HIV Treatment Outcomes in Rural Georgia Using Telemedicine

Open Forum Infect Dis. 2021 May 12;8(6):ofab234. doi: 10.1093/ofid/ofab234. eCollection 2021 Jun.

ABSTRACT

BACKGROUND: The increasing shortage of specialized health care services contributes to the ongoing HIV epidemic. Telemedicine (TM) is a potential tool to improve HIV care, but little is known about its effectiveness when compared with traditional (face-to-face [F2F]) care in rural populations. The objective of this study was to compare the effectiveness of HIV care delivered through TM with the F2F model.

METHODS: We conducted a retrospective chart review of a subset of patients with HIV who attended a TM clinic in Dublin, Georgia, and an F2F clinic in Augusta, Georgia, between May 2017 and April 2018. All TM patients were matched to F2F patients based on gender, age, and race. HIV viral load (VL) and CD4 count gain were compared using t test and Mann-Whitney U statistics.

RESULTS: Three hundred eighty-five patients were included in the analyses (F2F = 200; TM = 185).
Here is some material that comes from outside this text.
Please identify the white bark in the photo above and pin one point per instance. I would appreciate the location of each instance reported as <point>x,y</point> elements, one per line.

The mean CD4 in the TM group was higher (643.9 cells/mm3) than that of the F2F group (596.3 cells/mm3; P < .001). There was no statistically significant difference in VL reduction, control, or mean VL (F2F = 416.8 cp/mL; TM = 713.4 cp/mL; P = .30). Thirty-eight of eighty-five patients with detectable VL achieved viral suppression during the study period (F2F = 24/54; TM = 14/31), with a mean change of 3.34 × 104 and -1 to 0.24 × 104, respectively (P = 1.00).

CONCLUSIONS: TM was associated with outcome measures comparable to F2F. Increased access to specialty HIV care through TM can facilitate HIV control in communities with limited health care access in the rural United States. Rigorous prospective evaluation of TM for HIV care effectiveness is warranted.